I have always been fascinated by Ancient Rome. I started taking Latin when I was thirteen, so when I was deciding on where to study the prospect of seeing my textbooks come to life around me was by far the most appealing choice and program! Seeing the Roman Forum and Colosseum in person was a dream come true, and it is something I will never regret.
Reed is from Austin, Texas and attends Hope College in Holland, MI, with a double major in History and Classics. He loves studying Ancient Rome and WWII History, playing and watching sports, and traveling to foreign countries!
Why did you choose this program?
What did your program provider (or university) assist you with, and what did you have to organize on your own?

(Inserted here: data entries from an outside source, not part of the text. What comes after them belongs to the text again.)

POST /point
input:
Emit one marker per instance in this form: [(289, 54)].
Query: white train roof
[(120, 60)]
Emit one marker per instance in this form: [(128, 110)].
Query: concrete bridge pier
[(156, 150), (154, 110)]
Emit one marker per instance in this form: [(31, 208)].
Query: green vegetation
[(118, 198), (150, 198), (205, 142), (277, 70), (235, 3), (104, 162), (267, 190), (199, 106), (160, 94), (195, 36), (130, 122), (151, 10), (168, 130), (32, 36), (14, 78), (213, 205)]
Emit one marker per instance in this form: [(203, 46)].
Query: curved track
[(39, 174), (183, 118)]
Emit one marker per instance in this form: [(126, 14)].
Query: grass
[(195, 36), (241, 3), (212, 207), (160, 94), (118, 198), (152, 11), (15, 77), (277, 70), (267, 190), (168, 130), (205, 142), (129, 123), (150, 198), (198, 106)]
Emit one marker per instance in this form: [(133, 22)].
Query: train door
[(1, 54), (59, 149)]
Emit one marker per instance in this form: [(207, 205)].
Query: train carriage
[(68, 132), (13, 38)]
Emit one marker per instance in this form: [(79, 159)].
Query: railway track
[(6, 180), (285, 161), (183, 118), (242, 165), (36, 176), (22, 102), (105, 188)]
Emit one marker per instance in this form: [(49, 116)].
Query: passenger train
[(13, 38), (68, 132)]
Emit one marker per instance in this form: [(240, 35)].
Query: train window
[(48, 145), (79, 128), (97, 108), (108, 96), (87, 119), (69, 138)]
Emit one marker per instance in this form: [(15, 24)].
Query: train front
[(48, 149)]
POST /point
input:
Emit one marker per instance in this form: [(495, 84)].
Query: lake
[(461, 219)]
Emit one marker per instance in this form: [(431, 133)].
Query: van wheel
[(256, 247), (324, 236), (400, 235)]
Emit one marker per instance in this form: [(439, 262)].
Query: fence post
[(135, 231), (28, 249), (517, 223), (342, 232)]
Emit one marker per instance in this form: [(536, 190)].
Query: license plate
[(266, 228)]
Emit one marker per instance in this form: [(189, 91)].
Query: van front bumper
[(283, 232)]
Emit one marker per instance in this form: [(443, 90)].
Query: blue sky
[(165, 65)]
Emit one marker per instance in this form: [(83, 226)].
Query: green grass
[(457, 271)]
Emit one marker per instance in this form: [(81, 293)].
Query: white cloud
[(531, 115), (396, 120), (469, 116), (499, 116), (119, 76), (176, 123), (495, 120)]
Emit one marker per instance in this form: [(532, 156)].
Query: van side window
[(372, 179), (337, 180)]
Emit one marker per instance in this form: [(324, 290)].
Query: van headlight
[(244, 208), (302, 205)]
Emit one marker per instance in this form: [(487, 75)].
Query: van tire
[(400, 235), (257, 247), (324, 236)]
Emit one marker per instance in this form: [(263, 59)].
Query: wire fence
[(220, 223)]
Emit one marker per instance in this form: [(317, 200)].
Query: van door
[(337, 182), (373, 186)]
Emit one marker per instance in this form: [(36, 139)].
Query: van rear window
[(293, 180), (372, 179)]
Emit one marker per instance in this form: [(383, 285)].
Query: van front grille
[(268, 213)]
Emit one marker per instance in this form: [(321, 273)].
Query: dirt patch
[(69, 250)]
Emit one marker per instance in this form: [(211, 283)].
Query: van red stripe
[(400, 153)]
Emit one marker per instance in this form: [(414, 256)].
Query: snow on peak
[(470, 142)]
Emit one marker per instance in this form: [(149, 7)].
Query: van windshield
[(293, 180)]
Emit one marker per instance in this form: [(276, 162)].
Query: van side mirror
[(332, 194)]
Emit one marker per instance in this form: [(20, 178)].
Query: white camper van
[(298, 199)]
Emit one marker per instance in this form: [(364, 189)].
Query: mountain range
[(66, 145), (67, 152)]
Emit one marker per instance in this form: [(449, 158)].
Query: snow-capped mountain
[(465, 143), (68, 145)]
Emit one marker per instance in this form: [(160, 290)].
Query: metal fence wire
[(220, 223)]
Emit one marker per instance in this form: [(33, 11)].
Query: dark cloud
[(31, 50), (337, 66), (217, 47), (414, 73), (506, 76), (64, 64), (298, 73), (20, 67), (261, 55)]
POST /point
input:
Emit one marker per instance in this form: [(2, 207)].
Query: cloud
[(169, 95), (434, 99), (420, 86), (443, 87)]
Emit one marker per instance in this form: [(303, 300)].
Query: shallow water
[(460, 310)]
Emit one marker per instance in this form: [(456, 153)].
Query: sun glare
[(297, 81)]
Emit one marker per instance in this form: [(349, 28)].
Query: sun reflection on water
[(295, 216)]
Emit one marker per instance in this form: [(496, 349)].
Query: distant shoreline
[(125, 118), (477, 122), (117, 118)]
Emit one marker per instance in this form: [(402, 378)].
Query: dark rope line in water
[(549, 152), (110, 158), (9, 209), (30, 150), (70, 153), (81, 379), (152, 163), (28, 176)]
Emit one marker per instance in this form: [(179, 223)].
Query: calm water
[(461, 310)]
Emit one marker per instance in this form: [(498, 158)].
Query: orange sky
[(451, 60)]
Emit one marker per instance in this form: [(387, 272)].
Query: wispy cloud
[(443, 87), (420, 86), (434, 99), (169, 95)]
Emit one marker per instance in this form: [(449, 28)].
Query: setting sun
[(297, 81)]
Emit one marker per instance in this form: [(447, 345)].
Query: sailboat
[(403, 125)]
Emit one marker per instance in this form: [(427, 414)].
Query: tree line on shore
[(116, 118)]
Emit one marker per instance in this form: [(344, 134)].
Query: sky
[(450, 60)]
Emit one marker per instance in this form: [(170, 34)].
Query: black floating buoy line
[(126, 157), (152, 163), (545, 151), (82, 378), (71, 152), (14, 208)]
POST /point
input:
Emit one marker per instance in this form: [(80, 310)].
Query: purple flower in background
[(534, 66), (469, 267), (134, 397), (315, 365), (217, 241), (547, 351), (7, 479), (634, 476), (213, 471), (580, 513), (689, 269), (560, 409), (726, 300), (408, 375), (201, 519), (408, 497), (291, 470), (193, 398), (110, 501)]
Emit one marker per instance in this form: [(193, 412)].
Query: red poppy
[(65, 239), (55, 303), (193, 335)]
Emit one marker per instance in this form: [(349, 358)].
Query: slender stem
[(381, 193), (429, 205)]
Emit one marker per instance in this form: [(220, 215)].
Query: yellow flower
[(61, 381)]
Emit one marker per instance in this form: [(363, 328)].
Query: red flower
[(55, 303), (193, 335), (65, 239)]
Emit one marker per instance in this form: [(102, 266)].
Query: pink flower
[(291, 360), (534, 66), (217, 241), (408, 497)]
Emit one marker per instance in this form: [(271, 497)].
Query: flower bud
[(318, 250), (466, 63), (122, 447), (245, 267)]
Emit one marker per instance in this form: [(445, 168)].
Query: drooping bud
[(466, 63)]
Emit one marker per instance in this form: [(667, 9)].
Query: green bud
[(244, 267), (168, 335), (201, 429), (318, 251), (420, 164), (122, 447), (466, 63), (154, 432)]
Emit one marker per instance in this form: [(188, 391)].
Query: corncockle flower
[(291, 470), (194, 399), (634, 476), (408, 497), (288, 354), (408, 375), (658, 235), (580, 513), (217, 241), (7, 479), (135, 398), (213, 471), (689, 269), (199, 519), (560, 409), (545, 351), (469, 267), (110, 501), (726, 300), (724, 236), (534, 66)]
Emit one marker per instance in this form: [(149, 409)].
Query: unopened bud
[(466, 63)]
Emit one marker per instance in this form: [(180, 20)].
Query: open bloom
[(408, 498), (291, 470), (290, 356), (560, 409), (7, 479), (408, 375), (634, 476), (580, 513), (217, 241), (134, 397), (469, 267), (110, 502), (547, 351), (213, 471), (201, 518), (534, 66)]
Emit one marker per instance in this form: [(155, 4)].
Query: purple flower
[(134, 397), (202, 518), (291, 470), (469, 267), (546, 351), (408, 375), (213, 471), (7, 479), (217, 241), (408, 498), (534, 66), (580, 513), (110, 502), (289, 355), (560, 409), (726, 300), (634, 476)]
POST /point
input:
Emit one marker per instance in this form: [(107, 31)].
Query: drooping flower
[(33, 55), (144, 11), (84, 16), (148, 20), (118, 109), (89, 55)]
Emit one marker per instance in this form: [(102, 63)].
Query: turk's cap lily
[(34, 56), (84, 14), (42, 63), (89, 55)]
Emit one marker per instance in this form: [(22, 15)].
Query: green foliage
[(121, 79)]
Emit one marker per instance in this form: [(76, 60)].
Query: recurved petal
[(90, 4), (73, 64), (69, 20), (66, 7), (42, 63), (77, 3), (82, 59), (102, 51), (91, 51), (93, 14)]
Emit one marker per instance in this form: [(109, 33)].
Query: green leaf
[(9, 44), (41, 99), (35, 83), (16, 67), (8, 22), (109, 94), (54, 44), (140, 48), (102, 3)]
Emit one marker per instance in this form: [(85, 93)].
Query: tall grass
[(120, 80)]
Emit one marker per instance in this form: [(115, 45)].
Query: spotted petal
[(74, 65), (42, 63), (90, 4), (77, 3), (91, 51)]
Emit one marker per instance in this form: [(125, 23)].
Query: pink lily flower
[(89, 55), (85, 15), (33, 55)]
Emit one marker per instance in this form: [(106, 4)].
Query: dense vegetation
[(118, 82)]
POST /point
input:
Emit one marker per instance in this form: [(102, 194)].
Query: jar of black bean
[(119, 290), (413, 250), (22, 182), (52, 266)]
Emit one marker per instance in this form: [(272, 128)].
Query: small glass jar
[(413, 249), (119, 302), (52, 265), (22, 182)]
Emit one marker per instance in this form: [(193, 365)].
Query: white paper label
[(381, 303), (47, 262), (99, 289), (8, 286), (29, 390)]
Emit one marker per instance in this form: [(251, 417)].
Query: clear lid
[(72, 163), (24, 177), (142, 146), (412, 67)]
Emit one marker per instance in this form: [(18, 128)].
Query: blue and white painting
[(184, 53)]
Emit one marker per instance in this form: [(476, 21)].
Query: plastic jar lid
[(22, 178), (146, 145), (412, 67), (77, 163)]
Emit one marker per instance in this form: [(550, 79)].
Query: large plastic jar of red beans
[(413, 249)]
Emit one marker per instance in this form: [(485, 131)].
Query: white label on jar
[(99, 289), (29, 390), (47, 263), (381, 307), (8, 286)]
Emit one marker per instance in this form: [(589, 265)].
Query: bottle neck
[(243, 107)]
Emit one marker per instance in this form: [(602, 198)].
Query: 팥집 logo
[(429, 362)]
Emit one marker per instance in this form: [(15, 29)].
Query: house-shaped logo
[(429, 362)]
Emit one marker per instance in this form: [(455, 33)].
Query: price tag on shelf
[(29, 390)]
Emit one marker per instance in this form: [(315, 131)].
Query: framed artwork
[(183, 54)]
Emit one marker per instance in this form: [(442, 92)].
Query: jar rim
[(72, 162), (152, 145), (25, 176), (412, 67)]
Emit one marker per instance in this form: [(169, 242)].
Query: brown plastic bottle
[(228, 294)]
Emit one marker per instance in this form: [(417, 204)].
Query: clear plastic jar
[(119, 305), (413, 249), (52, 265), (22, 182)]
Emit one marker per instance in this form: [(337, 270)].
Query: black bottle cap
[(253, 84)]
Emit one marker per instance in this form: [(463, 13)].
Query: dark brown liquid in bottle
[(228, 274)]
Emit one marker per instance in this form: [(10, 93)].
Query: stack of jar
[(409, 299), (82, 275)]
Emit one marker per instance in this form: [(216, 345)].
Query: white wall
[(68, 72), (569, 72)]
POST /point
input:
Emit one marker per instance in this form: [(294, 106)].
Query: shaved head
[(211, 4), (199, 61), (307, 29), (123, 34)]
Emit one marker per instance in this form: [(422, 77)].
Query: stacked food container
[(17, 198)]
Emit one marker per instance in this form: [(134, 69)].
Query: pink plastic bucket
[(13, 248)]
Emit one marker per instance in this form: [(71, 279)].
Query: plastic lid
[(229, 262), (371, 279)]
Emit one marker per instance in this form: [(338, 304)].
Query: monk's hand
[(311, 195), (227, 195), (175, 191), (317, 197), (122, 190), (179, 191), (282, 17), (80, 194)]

Hope gave me an extensive orientation two months before I flew out to Rome, and the off-campus study office helped me figure out financial aid and scholarships and tuition prices for the coming semester. IES Abroad organized my housing for the semester and provided me with transportation from the airport to my apartment. But everything else I planned myself; I calculated my classes for the semester, bought my plane tickets, paid for my own food, and organized my trips around Italy and Europe solo.
What is one piece of advice you'd give to someone going on your program?
Don't be afraid to travel solo! I arrived in Rome eager to forge close friendships and travel all over the place with them, but I never met anybody I was close enough with or comfortable enough with to journey together. Thus I learned that I was perfectly fine with traveling alone! I'd say about half of my trips I took by myself, which allowed me to see incredible sights and artwork on my own terms! And I am so thankful for the flexibility and easiness it is to go solo.
What does an average day/week look like as a participant of this program?
I had class Monday morning from 9 AM-1 PM, and then was done for the day. I had two-three field studies per week, where the class would venture out into the Eternal City and study something related to our lecture for that week, allowing for the material to be cemented into my head. There's nothing quite like seeing the curriculum with your eyes in the real world!
Going into your experience abroad, what was your biggest fear, and how did you overcome it? How did your views on the issue change?
I missed my girlfriend. We started dating two months before I journeyed overseas, so going nine months in a long-distance relationship was extremely lonely, difficult, and challenging. But I would make the same decision all over again. Because, when is another time in my life I'll be able to live in a foreign country and travel so easily? It made so much sense to go now, and even though my girlfriend and I had lonely patches, I would go again in a heartbeat.
Do you have any advice for any prospective student?
Don't be afraid to spend money...appropriately! I was a penny-pincher the first month or so I was in Europe, and it caused me to lose several hundred dollars. I am a huge D-Day scholar and geek, so my spring break trip was a two-day tour of the Normandy battlefield. It sounded lovely, but I booked overnight trains solely to save money and didn't give myself more time knocking off something on my bucket list. My girlfriend asked me, "In thirty years which would you rather have: a few hundred dollars, or an extra day in one of your favorite places on earth?" I was so cheap that I shorted myself time in Normandy when I booked the itinerary, so I went back and booked a different itinerary the week before the trip, which cost several hundred dollars. If only I had not been so frugal the first time!